Желтый караван | страница 21



Когда же труба гасла как свеча, загорались тусклые окна, и в полосатых от теней аллеях начинали показываться белесые фигурки, проникавшие в парк с кладбища. Тени наискось бежали по ним, все приближались костяное пощелкивание, шорох, шелест и шепот, сдавленный смех — пробирались к танцплощадке девчонки из общежития.

Вспыхивало кольцо фонарей внутри площадки, и она становилась лунным диском с короной из рваных теней, а у ног юношей-фараонов начиналось, ускорялось движение, качание белых юбок, вскидывались то тут, то там обнаженные руки, подправляя, подтыкая что-то в сложных прическах…

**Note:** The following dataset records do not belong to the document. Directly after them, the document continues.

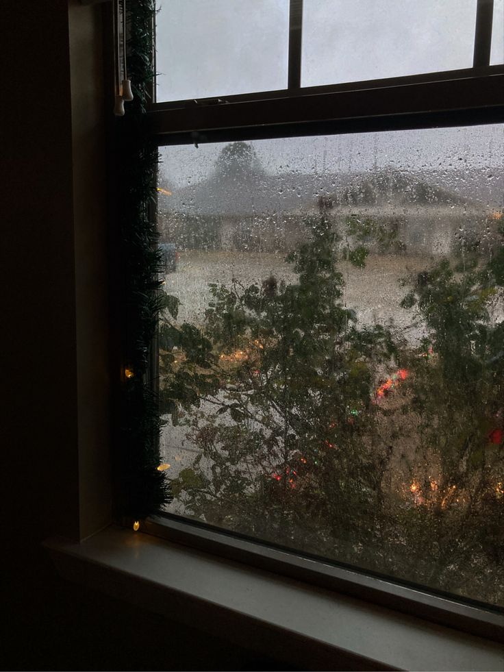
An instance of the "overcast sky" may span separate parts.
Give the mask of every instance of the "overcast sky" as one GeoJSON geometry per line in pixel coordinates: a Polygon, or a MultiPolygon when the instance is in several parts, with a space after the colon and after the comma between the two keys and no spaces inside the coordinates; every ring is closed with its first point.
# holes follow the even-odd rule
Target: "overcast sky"
{"type": "MultiPolygon", "coordinates": [[[[158,101],[268,90],[287,83],[288,0],[160,0],[158,101]]],[[[504,62],[494,0],[492,62],[504,62]]],[[[304,0],[302,85],[470,67],[477,0],[304,0]]],[[[361,134],[253,143],[269,172],[393,165],[502,166],[503,128],[361,134]]],[[[222,145],[164,149],[173,186],[203,179],[222,145]]]]}
{"type": "MultiPolygon", "coordinates": [[[[288,0],[159,0],[158,101],[284,88],[288,0]]],[[[302,86],[470,67],[477,0],[304,0],[302,86]]],[[[492,64],[504,62],[494,0],[492,64]]]]}

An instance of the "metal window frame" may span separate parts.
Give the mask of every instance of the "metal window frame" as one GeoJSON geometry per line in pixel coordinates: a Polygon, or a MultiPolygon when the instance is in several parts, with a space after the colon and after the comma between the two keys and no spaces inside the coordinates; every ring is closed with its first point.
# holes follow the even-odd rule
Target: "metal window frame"
{"type": "MultiPolygon", "coordinates": [[[[303,1],[290,0],[287,89],[153,103],[147,113],[151,133],[162,147],[503,122],[504,64],[489,65],[492,9],[493,0],[478,0],[473,68],[302,88],[303,1]]],[[[142,522],[141,529],[260,569],[504,642],[504,609],[500,608],[459,599],[427,586],[169,514],[160,513],[142,522]]]]}

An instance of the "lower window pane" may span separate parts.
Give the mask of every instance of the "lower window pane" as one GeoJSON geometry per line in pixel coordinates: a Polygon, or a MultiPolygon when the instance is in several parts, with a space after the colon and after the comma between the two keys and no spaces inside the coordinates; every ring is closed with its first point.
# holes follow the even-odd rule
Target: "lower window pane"
{"type": "Polygon", "coordinates": [[[168,511],[504,604],[503,150],[162,150],[168,511]]]}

Затем все замирало от щелчка в небесах и демонической силы гласа профессионала Леши Балерины:

— Нач тцы! Тацуем се!

Потом все плясало. И пыль мерцающими кольцами, как круги по воде, расходилась от танцплощадки.


— Ах ты, мастер-ломастер!

— Я только ту доску снял. Я внутрь не лазил.

— А я уж думала, что зря на вызов пришла. Пепельницу мне! И окно откройте!

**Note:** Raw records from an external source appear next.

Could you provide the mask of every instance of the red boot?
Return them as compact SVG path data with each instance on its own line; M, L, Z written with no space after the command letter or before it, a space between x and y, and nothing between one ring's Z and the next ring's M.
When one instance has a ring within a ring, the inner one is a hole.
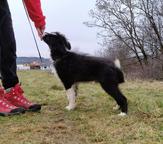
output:
M40 111L40 104L33 104L24 96L24 91L22 90L19 84L15 85L15 87L11 88L10 92L5 94L5 98L17 107L22 107L27 111Z
M25 113L24 108L16 107L4 98L5 90L0 87L0 116Z

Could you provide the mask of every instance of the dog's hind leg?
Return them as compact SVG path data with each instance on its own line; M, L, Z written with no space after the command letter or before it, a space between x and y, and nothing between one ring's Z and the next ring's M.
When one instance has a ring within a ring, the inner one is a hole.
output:
M68 106L66 106L67 110L73 110L76 107L76 89L75 89L75 85L72 85L71 88L66 89L66 95L67 95L67 99L69 101Z
M108 83L101 83L101 86L109 95L111 95L115 99L117 104L120 106L121 113L119 115L126 115L128 111L127 99L119 90L118 85L109 85Z

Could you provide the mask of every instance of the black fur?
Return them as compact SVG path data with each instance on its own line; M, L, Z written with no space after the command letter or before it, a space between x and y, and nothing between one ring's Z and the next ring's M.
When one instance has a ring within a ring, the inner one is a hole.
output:
M127 99L118 88L124 82L124 76L113 61L69 51L70 43L58 32L46 33L43 40L50 48L57 74L66 90L77 82L99 82L116 100L121 111L127 113Z

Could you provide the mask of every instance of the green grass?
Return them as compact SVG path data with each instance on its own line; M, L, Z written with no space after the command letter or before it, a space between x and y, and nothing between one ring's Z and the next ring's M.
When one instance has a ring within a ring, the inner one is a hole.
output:
M163 82L122 84L129 114L119 117L114 100L98 84L80 84L77 108L69 112L64 88L52 74L18 74L26 96L44 106L40 113L0 117L0 144L163 143Z

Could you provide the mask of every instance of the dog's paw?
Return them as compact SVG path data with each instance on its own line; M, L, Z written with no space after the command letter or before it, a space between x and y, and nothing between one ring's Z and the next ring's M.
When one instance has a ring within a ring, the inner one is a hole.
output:
M119 105L116 105L113 107L113 110L119 110L120 109L120 106Z
M73 106L68 105L68 106L66 106L66 110L68 110L68 111L70 111L70 110L74 110L75 107L76 107L76 105L73 105Z
M127 113L121 112L120 114L118 114L118 116L124 117L124 116L127 116Z

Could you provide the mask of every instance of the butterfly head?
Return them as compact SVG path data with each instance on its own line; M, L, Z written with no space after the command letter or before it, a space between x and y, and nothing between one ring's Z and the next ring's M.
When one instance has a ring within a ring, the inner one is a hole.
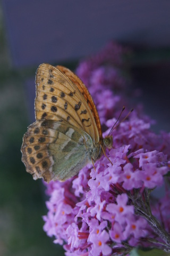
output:
M106 148L108 148L109 149L110 149L112 148L112 144L113 144L113 136L112 135L109 135L107 136L106 138L105 138L103 139L103 143L104 145L106 147Z

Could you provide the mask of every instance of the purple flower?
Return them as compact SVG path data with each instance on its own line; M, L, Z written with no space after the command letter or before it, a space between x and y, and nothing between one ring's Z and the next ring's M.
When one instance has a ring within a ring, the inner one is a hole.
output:
M111 43L76 70L91 93L101 124L108 128L104 137L123 106L130 108L125 96L128 83L123 76L130 52ZM122 119L128 113L125 109ZM44 182L49 199L44 229L54 237L54 243L65 244L66 256L125 255L131 246L139 245L159 248L149 238L164 242L170 250L166 233L170 232L169 183L163 198L152 196L149 201L150 189L168 179L170 133L156 134L150 130L152 123L137 106L112 132L113 148L106 149L106 154L113 165L103 155L95 169L89 164L65 182Z
M110 247L107 244L109 239L109 236L106 230L103 230L98 234L92 233L89 238L89 242L92 243L90 252L94 256L99 256L100 253L102 255L109 255L112 252Z

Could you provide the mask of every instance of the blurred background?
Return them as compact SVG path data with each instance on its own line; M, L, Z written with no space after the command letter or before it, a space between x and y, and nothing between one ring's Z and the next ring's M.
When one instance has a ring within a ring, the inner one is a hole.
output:
M0 1L0 256L64 255L42 230L47 198L21 162L42 62L74 70L110 40L134 50L132 86L153 128L169 131L168 0Z

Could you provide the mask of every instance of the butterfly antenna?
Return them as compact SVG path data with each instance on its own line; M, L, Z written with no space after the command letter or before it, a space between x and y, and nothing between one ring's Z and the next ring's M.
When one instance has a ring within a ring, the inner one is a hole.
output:
M108 134L108 136L109 136L109 135L110 135L110 134L112 132L112 131L113 131L113 130L114 129L115 129L117 126L118 126L118 125L119 125L121 123L122 123L122 122L124 121L124 120L127 118L127 117L129 116L129 115L130 114L130 113L131 113L131 112L132 112L132 111L133 110L133 109L132 108L132 109L129 112L129 113L128 114L128 115L126 115L126 116L122 120L121 120L121 121L117 125L116 125L116 124L117 124L117 122L118 121L118 120L120 119L120 118L121 117L121 115L122 115L122 112L124 110L125 108L125 107L123 107L123 108L122 108L122 111L121 111L121 114L120 114L120 115L119 115L119 116L118 116L118 118L117 118L116 123L115 123L113 125L113 126L112 126L110 131L109 132L109 134Z

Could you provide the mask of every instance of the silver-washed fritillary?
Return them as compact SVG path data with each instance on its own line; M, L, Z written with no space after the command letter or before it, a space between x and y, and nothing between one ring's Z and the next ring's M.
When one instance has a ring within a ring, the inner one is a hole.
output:
M92 99L69 69L41 64L36 84L36 121L24 135L22 161L35 180L64 181L105 154L112 137L103 138Z

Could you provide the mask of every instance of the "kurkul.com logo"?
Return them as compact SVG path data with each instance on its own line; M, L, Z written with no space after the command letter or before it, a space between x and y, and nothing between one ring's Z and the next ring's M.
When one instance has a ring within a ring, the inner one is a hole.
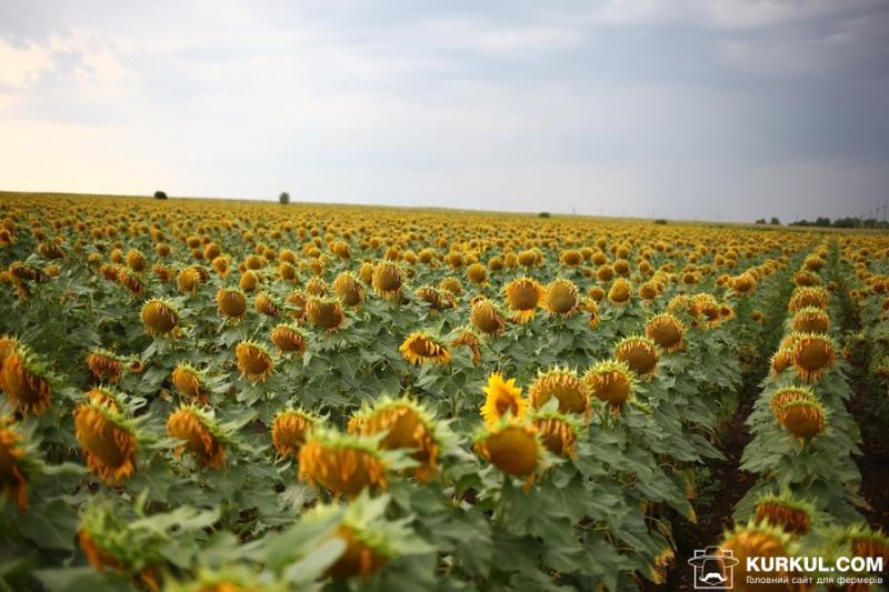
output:
M688 564L695 568L695 590L731 590L735 585L733 572L738 560L730 549L696 549Z

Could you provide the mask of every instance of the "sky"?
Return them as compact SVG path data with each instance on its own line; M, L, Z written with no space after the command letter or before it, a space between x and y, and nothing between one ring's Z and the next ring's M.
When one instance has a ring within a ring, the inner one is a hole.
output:
M886 0L0 2L0 190L882 218Z

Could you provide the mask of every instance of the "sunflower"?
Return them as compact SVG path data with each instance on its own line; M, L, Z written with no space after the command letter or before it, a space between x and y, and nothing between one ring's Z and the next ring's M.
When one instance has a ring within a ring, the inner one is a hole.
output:
M475 441L476 452L512 476L525 476L530 485L535 470L540 464L541 445L537 429L521 421L503 421L486 425Z
M622 339L615 348L615 358L641 378L652 377L658 371L658 347L649 338Z
M274 370L274 362L268 350L254 341L238 343L234 358L241 375L250 382L264 382Z
M149 300L142 305L141 318L149 335L176 337L179 333L179 314L168 301Z
M74 410L74 438L87 466L104 483L116 484L136 472L136 433L116 409L90 400Z
M531 424L540 435L540 442L557 456L573 458L581 425L577 415L559 411L536 410Z
M306 438L319 423L319 418L301 409L279 411L271 427L271 441L278 454L297 458Z
M459 334L451 341L452 348L466 347L472 353L472 363L478 365L481 361L481 342L479 337L470 327L463 327L457 330Z
M386 300L398 297L404 283L404 273L397 263L380 261L373 267L371 285L373 291Z
M809 307L827 309L829 301L830 294L823 288L818 285L802 287L793 290L787 308L790 312L797 312Z
M559 401L560 413L589 418L590 395L575 370L553 368L547 372L538 372L528 394L535 409L542 409L555 397Z
M809 532L815 509L795 500L789 493L768 494L757 501L756 520L783 529L791 534Z
M28 508L28 476L22 438L4 420L0 420L0 492L12 500L19 510Z
M364 302L364 289L354 274L343 271L333 280L333 292L347 307L360 307Z
M41 415L52 404L49 371L27 347L16 343L3 360L0 385L9 402L20 412ZM9 351L9 350L8 350Z
M429 481L438 473L438 456L441 446L440 429L434 418L413 401L400 398L382 398L372 409L356 415L350 422L350 433L371 437L384 433L379 441L383 450L413 450L410 458L419 463L411 471L418 481Z
M413 332L398 348L404 359L416 365L423 362L447 364L451 361L451 354L441 343L441 340L429 332Z
M281 307L267 292L259 292L253 299L253 310L266 317L278 317L281 314Z
M791 399L775 412L785 429L800 441L807 441L825 431L827 412L813 397Z
M189 402L206 405L209 402L207 387L203 384L203 372L189 364L179 363L170 374L176 390Z
M806 307L797 311L790 327L799 333L827 333L830 330L830 317L823 309Z
M194 405L182 405L167 418L167 433L183 443L176 448L177 458L182 452L192 453L206 466L221 469L226 462L222 433L212 418Z
M87 368L99 380L118 382L127 370L140 372L142 363L138 360L121 358L108 350L98 349L87 357Z
M482 389L486 399L481 408L481 417L487 425L496 425L509 413L516 419L525 417L528 401L521 397L521 389L516 387L516 379L503 380L500 373L488 377L488 385Z
M776 558L790 556L793 554L790 536L780 528L771 526L766 523L748 522L746 525L736 526L735 530L726 533L721 544L723 551L731 551L738 560L735 565L735 581L747 582L748 576L758 575L758 572L747 571L748 558ZM720 568L726 571L725 566ZM723 573L723 575L726 575ZM773 578L789 578L787 572L770 572ZM775 590L778 584L750 584L745 588L747 591ZM783 589L783 586L781 586Z
M543 305L552 314L570 317L579 303L577 287L569 280L553 280L547 287Z
M374 439L316 429L299 451L299 478L334 494L354 498L366 488L386 489L387 463Z
M497 307L487 298L479 298L472 303L469 317L472 327L486 334L500 334L506 329L507 321Z
M596 363L583 374L589 392L619 410L632 397L636 383L630 367L625 362L606 360Z
M342 304L336 298L310 298L306 302L306 315L312 324L329 332L337 331L346 322Z
M632 298L632 284L623 278L618 278L608 290L608 301L617 307L626 305Z
M646 335L666 352L677 352L682 349L682 322L665 312L652 317L646 325Z
M247 314L247 297L237 289L220 288L216 293L216 305L228 319L240 320Z
M530 278L515 279L503 291L509 307L515 311L512 319L519 324L535 318L535 311L547 293L542 285Z
M306 353L306 334L302 329L293 323L280 323L271 330L271 342L278 353L293 352L297 355Z
M819 333L797 335L793 348L793 368L797 375L815 382L836 363L837 347L833 340Z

— Ты не заболел? Чего кислый? Можно все исправить.

— Ничего… я спать хотел.

— Чего-то рано?

Стародомская, с крепко закушенной, переломленной папиросой в зубах, отворотив заднюю стенку клавикорда-клавесина, заглянула внутрь:

— Лампу настольную! Мужчина!

Анна Ивановна смотрела, как он встает, берет лампу, идет с нею к клавесину. Что-то в нем было новое и тревожившее ее.

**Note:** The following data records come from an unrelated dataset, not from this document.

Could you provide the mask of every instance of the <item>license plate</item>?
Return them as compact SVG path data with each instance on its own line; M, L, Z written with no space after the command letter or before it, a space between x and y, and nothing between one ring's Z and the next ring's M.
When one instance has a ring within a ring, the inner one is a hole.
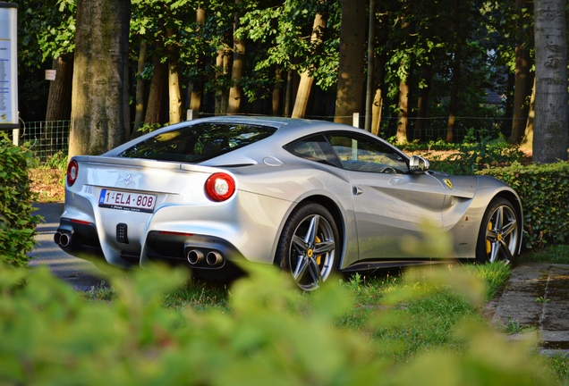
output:
M156 205L156 195L102 189L98 206L111 209L152 213Z

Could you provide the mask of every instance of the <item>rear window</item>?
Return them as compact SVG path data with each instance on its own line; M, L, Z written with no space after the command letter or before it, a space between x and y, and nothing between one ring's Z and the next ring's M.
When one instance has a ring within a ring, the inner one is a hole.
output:
M249 124L199 123L157 134L117 156L199 164L270 137L276 130Z

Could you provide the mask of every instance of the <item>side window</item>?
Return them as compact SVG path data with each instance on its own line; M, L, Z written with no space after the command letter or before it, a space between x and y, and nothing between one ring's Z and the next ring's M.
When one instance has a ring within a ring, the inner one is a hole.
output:
M327 164L335 167L342 164L335 156L332 147L324 136L309 137L284 147L284 149L296 156L310 161Z
M327 139L346 170L391 174L409 171L404 158L379 141L352 134L330 135Z

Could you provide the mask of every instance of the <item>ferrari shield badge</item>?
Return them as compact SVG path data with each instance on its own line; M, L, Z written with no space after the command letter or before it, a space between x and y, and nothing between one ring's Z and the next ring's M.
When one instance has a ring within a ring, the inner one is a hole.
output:
M445 181L445 183L446 184L446 186L448 187L448 189L453 189L453 183L450 181L449 179L445 179L443 180Z

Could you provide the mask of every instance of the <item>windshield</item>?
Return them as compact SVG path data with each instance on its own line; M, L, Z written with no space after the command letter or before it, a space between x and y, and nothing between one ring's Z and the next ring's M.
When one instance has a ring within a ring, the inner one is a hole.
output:
M199 123L157 134L117 156L199 164L266 138L276 130L251 124Z

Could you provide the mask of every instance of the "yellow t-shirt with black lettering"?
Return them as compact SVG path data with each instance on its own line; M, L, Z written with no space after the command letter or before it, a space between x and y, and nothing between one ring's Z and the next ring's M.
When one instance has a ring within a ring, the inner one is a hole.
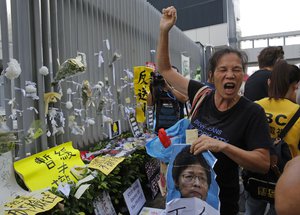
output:
M284 126L294 116L299 108L299 105L291 102L288 99L269 99L263 98L256 101L265 110L268 123L270 126L270 133L272 138L276 138ZM292 156L300 155L299 141L300 141L300 119L291 127L284 140L288 143Z

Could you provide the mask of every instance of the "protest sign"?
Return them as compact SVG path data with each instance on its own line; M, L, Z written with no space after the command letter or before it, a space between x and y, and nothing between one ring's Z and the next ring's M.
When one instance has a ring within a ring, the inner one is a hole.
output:
M152 158L145 164L146 175L150 184L152 198L154 198L159 191L159 167L159 160L155 158Z
M16 161L14 168L31 191L57 187L60 183L77 181L70 172L73 166L84 166L72 142Z
M139 179L137 179L123 193L123 197L125 199L130 215L137 215L146 202L146 198Z
M98 156L91 161L91 163L89 164L89 168L98 169L101 172L103 172L105 175L108 175L124 159L125 159L124 157L101 157L101 156Z
M4 214L35 215L49 211L62 200L63 198L48 191L19 196L4 205Z
M103 191L93 201L95 215L116 215L109 193Z
M153 68L136 66L134 71L134 93L136 96L136 121L138 123L146 120L147 96L150 92L150 78Z
M0 205L16 196L29 193L18 185L12 161L11 151L0 155Z
M167 171L167 202L198 197L219 210L219 187L213 166L216 158L205 151L194 155L190 145L174 144Z
M207 202L193 198L178 198L168 202L165 214L174 215L220 215L220 212Z
M109 139L113 139L121 134L121 121L115 121L109 126Z

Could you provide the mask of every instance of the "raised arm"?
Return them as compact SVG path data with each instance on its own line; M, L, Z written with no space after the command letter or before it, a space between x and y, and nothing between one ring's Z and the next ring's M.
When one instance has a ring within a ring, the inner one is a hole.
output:
M160 20L160 33L157 46L157 65L160 74L167 80L176 90L183 95L188 95L189 80L179 74L176 69L172 68L169 57L169 31L176 22L176 9L171 6L162 10Z

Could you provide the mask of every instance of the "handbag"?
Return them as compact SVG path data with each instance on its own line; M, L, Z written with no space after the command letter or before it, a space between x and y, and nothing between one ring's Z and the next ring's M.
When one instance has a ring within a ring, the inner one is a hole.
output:
M278 137L273 140L273 145L270 149L270 169L267 174L258 174L243 170L242 178L244 187L251 197L274 204L276 182L283 172L285 164L292 159L289 146L283 138L299 119L299 116L300 108L280 132Z

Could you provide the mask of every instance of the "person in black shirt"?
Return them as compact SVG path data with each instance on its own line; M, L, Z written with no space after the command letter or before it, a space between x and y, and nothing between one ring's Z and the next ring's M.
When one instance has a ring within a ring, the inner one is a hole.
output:
M175 68L175 67L174 67ZM184 117L184 103L187 97L171 87L157 72L153 72L147 106L155 113L155 133L167 129Z
M258 55L259 70L253 73L245 84L244 96L251 101L257 101L268 97L268 79L274 64L283 59L282 46L269 46L264 48Z
M157 47L158 70L180 93L193 102L199 89L205 86L177 73L169 58L169 31L176 22L177 12L171 6L162 11ZM201 103L191 119L190 128L198 129L198 139L192 143L191 153L210 150L217 158L214 171L220 187L221 215L236 215L239 211L239 166L266 173L270 165L272 144L269 126L262 107L243 96L239 90L243 82L247 56L236 49L215 52L209 61L215 90Z

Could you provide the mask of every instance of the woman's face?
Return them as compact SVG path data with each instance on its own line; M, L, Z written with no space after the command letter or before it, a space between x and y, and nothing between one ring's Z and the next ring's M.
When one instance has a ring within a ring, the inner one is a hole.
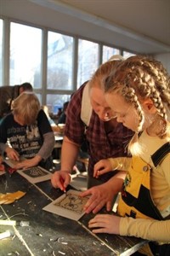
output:
M139 125L139 116L133 106L126 102L124 98L117 93L106 93L105 97L117 122L122 123L124 126L136 131Z
M90 101L94 111L103 121L109 121L112 116L111 109L108 106L104 92L98 87L90 89Z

Стародомская по плечо запустила руку в клавесин:

— Все же на месте! Тангенты, струны, все касается… очень интересно!

Она грохнула доску на пол, зашла спереди, стряхнула с руки комья пыли. Клавикорд звучал.

— Ну паникеры! Это что еще за мода?!

— Но он не играл.

— А давай сам пробуй! А то, мол, бабка Стародомская надула, понимаешь! Продала негодную вещь! Ты, я вижу, ничего играть-то… музыкальный юноша! Пусти-ка!

Генке вдруг показалось, что он это уже видел: серую тень с дымящейся папиросой — на стене, бегающие по клавишам бледные руки… Робко, устало улыбалась Анна Ивановна. А клавир, клавикорд, клавесин заливался дребезжащим колокольчиком… и что-то напоминала та мелодия, когда-то была, и каждая музыкальная фраза, еще только возникая, уже содержала в себе предсказуемую, логичную, ожидаемую, необходимую, пускай неотвратимую завершающую точку…

— Заставили старуху! Чаю давайте!

— А что это было, мам?

— Кампанелла.

— А чего ты?

— Да так. Разве ты можешь вспомнить? Тебе шесть месяцев было. Отец играл… чтобы ты поскорее уснул… как раз где-то в последний вечер.

— Анна Ивановна! Ну вот теперь! Вам не кажется, что вы не так одиноки? Или я слишком навязываюсь? И слушайте меня! В эту субботу сделаем небольшой праздник. Как говорили в мирные времена: я приглашаю вас отужинать! И вас, юноша.